Open andy-e-payne opened 1 year ago
Hey @andy-e-payne: I'm taking a look at your issue. I have a RHEL 8 VM running NCPA v2.4.1, and I'm querying it using check_ncpa.py with your arguments. To expedite things, I'm checking once every 2 seconds, vs 5 minutes. I'm not seeing a noticeable change in memory usage for ncpa_listener.
Does this sound like the correct set-up?
I'm using version 1.2.4 of check_ncpa.py. What version are you using?
Thanks, Phred
I did not get a notify or i missed this at the time ! yes using v 1.2.4 of check_ncpa.py
I have tried to replicate this using RHEL 8 with both NCPA 3.1.0 and NCPA 2.3.1 and have been unable to replicate this.

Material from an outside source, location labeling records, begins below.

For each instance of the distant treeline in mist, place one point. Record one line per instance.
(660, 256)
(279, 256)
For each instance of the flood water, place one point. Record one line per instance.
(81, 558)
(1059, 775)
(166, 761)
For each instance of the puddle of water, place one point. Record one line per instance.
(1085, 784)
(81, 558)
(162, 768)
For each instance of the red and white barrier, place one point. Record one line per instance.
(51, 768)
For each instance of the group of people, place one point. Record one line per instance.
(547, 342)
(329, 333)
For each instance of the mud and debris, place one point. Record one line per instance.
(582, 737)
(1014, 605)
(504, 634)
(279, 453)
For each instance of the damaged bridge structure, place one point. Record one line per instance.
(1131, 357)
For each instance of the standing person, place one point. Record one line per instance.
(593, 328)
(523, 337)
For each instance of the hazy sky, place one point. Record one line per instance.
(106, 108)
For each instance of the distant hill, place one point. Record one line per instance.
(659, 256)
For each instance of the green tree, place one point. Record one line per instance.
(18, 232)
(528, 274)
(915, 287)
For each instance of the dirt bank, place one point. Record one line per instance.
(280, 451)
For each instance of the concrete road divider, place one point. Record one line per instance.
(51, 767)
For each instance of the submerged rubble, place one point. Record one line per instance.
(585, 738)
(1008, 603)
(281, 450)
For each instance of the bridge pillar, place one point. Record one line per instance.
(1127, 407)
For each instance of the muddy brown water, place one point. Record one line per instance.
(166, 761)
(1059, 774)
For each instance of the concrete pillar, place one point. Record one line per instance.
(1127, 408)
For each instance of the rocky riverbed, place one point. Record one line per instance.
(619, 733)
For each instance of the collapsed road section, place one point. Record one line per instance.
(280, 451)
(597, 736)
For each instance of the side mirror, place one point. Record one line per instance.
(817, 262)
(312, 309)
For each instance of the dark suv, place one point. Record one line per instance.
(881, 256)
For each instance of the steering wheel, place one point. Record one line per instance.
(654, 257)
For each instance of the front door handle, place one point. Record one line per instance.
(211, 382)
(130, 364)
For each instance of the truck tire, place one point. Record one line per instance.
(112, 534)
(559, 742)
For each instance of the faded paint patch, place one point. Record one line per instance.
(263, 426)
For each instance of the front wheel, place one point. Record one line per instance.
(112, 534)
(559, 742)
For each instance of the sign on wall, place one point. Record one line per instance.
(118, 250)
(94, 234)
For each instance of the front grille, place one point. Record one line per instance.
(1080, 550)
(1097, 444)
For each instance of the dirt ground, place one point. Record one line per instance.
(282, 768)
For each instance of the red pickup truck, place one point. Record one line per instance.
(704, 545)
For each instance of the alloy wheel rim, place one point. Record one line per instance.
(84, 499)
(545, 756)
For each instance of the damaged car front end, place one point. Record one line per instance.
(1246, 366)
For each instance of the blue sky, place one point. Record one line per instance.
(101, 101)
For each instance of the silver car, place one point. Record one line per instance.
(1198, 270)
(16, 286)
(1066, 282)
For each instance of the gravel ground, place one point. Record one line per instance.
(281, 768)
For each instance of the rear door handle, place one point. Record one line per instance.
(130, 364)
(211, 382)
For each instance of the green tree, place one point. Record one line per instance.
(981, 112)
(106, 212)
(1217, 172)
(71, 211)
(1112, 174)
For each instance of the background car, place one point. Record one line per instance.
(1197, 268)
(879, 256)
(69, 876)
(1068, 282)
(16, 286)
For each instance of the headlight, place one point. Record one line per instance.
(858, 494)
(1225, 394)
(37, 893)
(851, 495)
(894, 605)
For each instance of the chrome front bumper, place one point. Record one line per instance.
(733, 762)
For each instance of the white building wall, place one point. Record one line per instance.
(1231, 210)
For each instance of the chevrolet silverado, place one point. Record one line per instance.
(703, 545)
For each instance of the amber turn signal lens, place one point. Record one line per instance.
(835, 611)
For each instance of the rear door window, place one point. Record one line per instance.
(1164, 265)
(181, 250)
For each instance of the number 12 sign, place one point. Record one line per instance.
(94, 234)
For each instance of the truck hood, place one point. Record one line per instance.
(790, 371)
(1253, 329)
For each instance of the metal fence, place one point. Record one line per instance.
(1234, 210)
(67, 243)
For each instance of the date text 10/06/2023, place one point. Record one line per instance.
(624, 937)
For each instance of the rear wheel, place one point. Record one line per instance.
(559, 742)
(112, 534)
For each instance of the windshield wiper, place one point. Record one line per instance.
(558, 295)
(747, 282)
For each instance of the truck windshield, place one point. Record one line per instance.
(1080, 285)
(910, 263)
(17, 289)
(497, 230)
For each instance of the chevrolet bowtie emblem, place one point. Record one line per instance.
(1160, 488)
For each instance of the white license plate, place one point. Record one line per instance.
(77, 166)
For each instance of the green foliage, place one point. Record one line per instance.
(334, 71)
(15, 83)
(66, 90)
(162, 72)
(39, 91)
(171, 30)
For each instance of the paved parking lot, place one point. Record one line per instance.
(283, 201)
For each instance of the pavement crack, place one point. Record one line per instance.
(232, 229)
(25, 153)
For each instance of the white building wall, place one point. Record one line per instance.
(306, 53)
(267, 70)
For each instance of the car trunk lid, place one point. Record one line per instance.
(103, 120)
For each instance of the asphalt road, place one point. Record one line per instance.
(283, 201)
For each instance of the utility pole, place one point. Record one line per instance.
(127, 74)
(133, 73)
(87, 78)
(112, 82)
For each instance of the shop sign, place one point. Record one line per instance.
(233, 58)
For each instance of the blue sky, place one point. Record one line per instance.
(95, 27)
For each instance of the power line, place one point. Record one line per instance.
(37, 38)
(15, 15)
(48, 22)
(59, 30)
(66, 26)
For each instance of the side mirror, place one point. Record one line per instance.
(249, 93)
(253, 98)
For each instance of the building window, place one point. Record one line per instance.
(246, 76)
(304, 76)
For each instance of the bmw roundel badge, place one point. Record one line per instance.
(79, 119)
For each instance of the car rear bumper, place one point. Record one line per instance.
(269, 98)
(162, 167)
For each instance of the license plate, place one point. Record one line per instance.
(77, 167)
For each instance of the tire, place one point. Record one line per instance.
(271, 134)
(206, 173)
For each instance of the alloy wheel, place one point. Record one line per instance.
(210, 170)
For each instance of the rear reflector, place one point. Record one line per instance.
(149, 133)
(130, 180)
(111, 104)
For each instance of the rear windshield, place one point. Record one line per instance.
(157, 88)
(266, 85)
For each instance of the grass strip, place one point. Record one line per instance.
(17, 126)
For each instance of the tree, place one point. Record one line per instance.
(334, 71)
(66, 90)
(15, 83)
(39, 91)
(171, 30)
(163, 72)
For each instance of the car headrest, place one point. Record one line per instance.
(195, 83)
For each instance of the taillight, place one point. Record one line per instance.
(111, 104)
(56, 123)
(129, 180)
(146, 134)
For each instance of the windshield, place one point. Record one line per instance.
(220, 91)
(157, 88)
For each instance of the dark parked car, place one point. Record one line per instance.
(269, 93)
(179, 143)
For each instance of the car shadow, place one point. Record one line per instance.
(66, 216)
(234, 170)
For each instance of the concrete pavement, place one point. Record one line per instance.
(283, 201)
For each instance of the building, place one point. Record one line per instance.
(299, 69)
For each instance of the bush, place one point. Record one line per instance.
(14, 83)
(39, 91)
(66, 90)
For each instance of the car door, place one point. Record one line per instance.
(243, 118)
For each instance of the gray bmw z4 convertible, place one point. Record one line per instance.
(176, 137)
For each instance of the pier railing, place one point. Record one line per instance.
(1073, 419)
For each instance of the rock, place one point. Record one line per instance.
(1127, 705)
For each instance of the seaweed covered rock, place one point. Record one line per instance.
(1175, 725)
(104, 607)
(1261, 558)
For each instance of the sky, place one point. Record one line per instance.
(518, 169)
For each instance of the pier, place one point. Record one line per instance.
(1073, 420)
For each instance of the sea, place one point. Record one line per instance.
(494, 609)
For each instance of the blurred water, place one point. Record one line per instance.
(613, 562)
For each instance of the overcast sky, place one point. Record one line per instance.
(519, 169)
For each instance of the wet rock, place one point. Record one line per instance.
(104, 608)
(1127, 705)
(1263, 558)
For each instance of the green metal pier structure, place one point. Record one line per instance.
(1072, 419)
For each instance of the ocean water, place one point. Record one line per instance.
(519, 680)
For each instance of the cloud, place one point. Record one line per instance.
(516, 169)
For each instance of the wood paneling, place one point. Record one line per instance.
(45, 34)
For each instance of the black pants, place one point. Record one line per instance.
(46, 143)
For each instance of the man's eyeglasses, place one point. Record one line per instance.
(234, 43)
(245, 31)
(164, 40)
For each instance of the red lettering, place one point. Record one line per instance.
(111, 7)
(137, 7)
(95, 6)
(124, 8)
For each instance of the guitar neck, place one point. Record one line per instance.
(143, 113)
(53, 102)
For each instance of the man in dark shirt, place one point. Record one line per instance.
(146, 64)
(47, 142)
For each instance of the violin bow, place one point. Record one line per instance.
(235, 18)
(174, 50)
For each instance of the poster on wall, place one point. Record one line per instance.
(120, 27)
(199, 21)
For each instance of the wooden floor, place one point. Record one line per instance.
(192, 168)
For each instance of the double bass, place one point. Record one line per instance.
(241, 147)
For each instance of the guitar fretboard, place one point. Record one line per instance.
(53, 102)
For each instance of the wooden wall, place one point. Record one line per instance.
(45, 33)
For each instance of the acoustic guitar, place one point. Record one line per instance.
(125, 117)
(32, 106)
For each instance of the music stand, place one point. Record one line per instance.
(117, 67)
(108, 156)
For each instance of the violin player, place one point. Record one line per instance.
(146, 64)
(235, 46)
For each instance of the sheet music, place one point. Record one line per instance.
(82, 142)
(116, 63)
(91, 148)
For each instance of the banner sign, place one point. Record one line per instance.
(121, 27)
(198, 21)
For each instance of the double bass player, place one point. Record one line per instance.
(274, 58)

Is this just occurring for you on your one machine or is it happening on multiple machines?
Have you tried NCPA 3?
Can you try running top
to see what is running and taking up so much memory?
If I don't get a response in the next few weeks, I will close this issue as solved.
Hi,
its the ncpa_listener process itself that was consuming the most memory.
at every poll the increase was 70-100 KB so it needed alot of polls to show up as significant change, but was first highlighted when a system got into problems and the ncpa_listener had over 6GB
The increase was also showing using the API via a connection using http://
Can you set loglevel = debug
in ncpa.cfg
, restart NCPA and see if there's anything notable in the listener log (/usr/local/ncpa/var/log/ncpa_listener.log
)? I am still unable to see any difference in memory usage after running check_ncpa.py 10,000 times.
Is there anything unusual about your NCPA or network configuration?
I get increase at every check, even if i use the web API Access, visible there so id expect its not the network in the Real Sense.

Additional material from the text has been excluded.